Pozdrawiam serdecznie. :)
Witaj Marianie:)
Pamiętam za młodu taką świeżą kapustę na targu.Coś
bajecznego:)
Pozdrawiam:)
kiszona kapusta jest zdrowa Marianie
bo to naturalny probiotyk
Dobry wiersz i na czasie.
Uwielbiam kiszonki, po ogórkach przyszedł czas na
kapustę, swoją jest najlepsza. Pozdrawiam serdecznie
Super ;) + pozdrawiam
Od swojej młodości kiszę kapustę. Wspaniała potrawa.

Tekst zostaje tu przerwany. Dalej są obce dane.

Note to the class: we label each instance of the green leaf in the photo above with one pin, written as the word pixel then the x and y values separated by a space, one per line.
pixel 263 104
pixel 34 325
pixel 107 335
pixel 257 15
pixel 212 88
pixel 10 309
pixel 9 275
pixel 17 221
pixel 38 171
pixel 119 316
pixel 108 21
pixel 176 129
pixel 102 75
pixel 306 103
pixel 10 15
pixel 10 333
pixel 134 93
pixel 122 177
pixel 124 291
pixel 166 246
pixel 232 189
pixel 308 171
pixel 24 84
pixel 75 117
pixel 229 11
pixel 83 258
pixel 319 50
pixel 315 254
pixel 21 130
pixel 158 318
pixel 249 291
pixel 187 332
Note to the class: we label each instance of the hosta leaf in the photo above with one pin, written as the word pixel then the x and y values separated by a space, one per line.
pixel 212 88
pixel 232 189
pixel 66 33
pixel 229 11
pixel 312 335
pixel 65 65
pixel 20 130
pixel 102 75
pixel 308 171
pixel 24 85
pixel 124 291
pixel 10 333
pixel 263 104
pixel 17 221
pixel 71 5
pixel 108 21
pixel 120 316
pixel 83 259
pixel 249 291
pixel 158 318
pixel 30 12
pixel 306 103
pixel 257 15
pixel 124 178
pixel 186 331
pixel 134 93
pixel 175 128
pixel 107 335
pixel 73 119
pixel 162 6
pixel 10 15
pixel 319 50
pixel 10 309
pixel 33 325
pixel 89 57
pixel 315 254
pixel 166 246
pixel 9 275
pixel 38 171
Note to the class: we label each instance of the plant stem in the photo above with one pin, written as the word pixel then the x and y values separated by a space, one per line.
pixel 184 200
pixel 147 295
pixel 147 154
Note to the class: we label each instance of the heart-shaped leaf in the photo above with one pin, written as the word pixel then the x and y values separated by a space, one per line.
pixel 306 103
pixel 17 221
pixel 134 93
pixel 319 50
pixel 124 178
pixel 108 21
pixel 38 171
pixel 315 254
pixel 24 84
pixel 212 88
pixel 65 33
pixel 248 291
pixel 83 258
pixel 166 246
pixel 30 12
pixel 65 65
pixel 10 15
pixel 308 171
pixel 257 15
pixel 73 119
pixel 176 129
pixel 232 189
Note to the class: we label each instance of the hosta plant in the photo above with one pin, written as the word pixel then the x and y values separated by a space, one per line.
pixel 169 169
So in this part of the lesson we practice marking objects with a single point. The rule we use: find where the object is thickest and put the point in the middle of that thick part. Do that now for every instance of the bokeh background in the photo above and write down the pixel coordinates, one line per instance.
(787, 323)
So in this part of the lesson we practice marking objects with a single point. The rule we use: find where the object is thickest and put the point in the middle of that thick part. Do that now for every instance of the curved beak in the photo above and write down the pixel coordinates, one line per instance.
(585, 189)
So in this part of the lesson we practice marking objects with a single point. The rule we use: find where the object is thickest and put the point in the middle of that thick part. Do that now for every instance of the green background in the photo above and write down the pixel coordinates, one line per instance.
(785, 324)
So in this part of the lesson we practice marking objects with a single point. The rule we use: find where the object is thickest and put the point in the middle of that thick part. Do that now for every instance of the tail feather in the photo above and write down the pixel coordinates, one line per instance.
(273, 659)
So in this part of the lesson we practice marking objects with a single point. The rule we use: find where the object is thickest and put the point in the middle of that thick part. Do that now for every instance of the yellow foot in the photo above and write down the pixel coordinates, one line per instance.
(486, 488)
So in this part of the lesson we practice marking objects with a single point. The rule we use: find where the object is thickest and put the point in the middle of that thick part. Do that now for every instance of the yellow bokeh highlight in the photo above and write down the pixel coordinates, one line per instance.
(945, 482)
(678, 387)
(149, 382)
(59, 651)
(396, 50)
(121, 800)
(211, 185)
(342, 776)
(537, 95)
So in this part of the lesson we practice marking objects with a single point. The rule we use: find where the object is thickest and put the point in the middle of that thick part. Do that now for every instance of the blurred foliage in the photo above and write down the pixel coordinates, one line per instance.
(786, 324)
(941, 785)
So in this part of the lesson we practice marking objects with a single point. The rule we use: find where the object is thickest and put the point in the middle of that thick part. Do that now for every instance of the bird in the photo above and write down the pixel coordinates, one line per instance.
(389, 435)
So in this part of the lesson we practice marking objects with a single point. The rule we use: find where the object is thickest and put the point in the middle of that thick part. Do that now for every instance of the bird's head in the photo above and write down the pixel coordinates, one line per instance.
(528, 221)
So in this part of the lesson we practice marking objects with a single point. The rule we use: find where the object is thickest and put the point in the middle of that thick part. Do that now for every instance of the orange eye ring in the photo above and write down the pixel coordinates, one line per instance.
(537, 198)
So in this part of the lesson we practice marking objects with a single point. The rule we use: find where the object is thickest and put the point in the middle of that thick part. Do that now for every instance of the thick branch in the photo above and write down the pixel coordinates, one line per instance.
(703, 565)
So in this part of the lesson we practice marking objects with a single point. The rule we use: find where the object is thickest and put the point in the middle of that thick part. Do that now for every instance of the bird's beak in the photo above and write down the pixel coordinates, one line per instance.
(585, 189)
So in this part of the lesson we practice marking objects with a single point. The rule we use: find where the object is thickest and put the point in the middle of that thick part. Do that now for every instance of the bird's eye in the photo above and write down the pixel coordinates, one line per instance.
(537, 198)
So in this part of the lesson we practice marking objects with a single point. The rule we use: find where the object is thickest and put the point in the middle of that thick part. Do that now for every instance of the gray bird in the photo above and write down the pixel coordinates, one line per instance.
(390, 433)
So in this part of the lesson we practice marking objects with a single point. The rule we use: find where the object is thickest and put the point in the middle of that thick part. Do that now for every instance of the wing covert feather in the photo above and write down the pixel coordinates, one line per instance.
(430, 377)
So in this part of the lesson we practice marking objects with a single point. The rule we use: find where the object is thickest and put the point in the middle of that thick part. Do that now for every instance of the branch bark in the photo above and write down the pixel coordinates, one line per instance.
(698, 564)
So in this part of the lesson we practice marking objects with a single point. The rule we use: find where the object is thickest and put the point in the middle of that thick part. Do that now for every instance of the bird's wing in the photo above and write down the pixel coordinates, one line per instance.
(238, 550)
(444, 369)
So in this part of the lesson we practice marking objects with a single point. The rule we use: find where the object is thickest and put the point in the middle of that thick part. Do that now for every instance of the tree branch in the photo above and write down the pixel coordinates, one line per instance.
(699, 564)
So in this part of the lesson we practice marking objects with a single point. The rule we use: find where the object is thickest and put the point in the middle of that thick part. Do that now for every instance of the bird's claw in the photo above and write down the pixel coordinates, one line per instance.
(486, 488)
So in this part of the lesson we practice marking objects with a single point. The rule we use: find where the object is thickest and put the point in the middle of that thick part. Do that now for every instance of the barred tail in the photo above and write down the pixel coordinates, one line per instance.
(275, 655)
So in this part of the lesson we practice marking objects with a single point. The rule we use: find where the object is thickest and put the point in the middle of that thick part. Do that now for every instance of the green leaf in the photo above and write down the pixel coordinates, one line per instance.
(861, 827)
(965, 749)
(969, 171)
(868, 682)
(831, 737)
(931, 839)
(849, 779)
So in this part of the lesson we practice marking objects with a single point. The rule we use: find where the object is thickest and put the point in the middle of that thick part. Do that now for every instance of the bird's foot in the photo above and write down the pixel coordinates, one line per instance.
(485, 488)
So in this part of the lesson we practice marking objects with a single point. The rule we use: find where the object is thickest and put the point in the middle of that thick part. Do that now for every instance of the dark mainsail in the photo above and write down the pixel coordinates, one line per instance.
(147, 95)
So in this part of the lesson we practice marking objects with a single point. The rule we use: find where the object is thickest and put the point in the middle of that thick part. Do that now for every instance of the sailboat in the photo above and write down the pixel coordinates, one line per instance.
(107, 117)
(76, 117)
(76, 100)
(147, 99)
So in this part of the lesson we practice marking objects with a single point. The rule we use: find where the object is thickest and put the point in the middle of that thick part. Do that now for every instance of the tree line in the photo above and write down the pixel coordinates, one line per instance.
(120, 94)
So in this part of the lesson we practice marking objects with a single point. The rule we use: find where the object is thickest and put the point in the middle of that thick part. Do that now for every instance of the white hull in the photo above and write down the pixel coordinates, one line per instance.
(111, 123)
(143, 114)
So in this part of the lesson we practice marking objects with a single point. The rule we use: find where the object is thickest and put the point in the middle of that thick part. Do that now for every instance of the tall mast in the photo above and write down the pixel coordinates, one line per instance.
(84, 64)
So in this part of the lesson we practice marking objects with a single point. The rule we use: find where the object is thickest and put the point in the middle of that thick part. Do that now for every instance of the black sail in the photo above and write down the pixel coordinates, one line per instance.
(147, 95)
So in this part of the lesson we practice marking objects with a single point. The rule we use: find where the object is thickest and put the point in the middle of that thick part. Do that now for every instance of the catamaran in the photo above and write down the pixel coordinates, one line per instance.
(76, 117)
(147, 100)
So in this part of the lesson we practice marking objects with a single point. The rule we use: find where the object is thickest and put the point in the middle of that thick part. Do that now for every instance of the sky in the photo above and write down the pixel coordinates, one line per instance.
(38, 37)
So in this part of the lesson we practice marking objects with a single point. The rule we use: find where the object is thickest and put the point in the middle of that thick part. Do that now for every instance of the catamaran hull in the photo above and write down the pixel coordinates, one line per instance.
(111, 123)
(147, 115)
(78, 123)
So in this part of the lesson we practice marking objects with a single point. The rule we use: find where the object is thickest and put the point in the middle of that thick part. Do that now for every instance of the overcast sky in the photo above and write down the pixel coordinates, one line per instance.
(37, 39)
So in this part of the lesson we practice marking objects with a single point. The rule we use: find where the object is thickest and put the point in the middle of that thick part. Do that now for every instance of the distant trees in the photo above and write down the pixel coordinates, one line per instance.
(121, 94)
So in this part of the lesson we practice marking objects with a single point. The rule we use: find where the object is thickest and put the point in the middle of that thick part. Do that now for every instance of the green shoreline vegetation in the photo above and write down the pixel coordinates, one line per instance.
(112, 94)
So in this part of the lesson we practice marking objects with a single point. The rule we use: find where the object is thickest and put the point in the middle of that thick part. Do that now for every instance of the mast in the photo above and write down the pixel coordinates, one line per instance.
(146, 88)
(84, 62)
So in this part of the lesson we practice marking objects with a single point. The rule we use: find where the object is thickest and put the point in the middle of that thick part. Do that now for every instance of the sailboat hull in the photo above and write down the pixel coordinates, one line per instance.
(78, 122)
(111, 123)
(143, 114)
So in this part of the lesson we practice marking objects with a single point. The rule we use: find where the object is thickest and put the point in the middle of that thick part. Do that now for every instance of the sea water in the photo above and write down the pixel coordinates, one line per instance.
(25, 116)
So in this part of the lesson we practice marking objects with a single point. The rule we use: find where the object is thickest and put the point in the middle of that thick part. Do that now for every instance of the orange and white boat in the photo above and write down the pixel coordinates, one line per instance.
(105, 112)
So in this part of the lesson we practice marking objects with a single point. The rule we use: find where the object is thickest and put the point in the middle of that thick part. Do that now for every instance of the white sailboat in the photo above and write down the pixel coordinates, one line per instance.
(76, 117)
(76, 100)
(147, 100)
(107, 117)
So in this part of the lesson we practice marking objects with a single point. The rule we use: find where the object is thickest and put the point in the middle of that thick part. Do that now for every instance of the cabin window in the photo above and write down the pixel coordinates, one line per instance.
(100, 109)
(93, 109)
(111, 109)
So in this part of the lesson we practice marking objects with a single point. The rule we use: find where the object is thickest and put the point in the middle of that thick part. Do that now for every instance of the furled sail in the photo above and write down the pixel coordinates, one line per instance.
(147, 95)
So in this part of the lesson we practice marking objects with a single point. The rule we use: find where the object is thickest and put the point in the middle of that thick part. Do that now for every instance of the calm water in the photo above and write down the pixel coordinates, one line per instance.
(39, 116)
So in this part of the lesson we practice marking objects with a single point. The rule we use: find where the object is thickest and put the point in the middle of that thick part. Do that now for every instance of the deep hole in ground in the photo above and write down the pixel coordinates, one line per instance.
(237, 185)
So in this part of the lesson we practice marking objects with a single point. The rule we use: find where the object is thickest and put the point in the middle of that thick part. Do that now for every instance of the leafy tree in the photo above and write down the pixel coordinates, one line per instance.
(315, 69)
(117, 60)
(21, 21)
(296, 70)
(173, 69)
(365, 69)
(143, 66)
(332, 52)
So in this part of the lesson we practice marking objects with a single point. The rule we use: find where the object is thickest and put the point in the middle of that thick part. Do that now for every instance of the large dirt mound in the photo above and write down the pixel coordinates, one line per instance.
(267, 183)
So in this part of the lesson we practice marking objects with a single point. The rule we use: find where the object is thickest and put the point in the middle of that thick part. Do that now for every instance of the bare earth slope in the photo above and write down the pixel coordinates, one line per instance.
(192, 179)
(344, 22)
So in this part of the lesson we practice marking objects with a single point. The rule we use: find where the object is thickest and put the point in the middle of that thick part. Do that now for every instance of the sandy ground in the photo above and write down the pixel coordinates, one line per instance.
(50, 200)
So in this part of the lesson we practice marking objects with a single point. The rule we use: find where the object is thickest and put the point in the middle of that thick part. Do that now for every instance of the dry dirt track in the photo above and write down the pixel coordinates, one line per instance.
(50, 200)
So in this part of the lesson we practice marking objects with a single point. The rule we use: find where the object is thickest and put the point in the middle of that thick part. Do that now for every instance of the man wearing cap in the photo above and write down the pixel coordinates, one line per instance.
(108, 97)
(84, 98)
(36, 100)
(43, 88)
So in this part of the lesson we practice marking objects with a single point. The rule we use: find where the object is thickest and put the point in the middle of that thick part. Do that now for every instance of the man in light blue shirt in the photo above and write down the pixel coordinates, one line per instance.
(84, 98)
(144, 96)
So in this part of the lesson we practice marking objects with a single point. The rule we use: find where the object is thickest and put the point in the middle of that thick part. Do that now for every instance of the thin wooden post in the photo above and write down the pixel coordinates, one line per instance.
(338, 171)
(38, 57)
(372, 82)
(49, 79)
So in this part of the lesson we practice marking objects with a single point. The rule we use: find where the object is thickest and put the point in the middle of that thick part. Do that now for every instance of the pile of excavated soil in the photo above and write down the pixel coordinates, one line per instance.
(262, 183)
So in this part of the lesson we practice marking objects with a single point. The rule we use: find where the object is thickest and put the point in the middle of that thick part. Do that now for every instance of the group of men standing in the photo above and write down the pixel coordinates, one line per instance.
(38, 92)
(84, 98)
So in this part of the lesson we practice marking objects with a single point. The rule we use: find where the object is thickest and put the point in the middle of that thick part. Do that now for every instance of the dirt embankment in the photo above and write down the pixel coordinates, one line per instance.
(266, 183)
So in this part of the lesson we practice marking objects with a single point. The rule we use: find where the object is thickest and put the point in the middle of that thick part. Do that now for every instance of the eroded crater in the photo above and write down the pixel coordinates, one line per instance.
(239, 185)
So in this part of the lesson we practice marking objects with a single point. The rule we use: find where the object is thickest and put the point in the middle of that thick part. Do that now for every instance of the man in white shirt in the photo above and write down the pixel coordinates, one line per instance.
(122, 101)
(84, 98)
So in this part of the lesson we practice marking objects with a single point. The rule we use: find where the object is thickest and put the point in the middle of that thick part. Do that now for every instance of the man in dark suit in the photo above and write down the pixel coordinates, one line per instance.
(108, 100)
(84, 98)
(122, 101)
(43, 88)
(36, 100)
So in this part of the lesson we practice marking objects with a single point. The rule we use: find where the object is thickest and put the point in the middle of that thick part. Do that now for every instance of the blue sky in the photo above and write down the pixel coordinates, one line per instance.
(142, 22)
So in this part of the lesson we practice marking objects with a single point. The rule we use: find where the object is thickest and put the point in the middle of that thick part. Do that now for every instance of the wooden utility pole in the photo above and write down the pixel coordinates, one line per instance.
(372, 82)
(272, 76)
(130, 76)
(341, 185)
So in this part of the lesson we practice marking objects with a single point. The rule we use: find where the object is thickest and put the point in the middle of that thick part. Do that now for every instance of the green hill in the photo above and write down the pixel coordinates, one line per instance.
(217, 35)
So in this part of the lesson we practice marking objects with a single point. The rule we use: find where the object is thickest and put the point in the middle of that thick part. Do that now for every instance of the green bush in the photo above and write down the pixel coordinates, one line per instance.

Nawet fioletową można kisić, tak jak białą. Teraz
akuratnie czas na kiszenie. Pozdrawiam.
Jak zawsze u Ciebie - super wiersz ze słuszną puentą!
:)
A oni nie wiedzą co dobre i zdrowe...
Pozdrawiam serdecznie :)
Wspaniały wiersz i temat kiszenia kapusty Oj to
wspaniała tradycja Marianie i jestem za jej
podtrzymywaniem Niech przechodzi z pokolenie na
pokolenie bo kiszonki najlepsze są na świecie. Mój
zięć mimo, że jest Amerykaninem uwielbia kiszoną
kapustę i bigos oraz nasze kiszone ogórki. Często
jeździ do polskiego sklepu w Stanach by kupić nasze
rarytasy, a jak przylatują z córą do Polski, to
obowiązkowo musi być bigos, rolady, modro kapusta i
śląskie kluski. Na deser mogą być ogórki kiszone i
kabanosy :)
Pozdrawiam serdecznie Marianie :)
Co kraj to obyczaj :)
Na własny użytek można posiekaną kapustę ugniatać
stopami w beczce ;)
Nie wygląda to higienicznie ani apetycznie, ale ż
tradycja w narodzie to rzecz święta, nikt jej nie
powinien podważać a tym bardziej potępiać.
Serdecznie pozdrawiam z podobaniem wiersza :)
Pamiętam i ja te czasy kiszenia kapusty.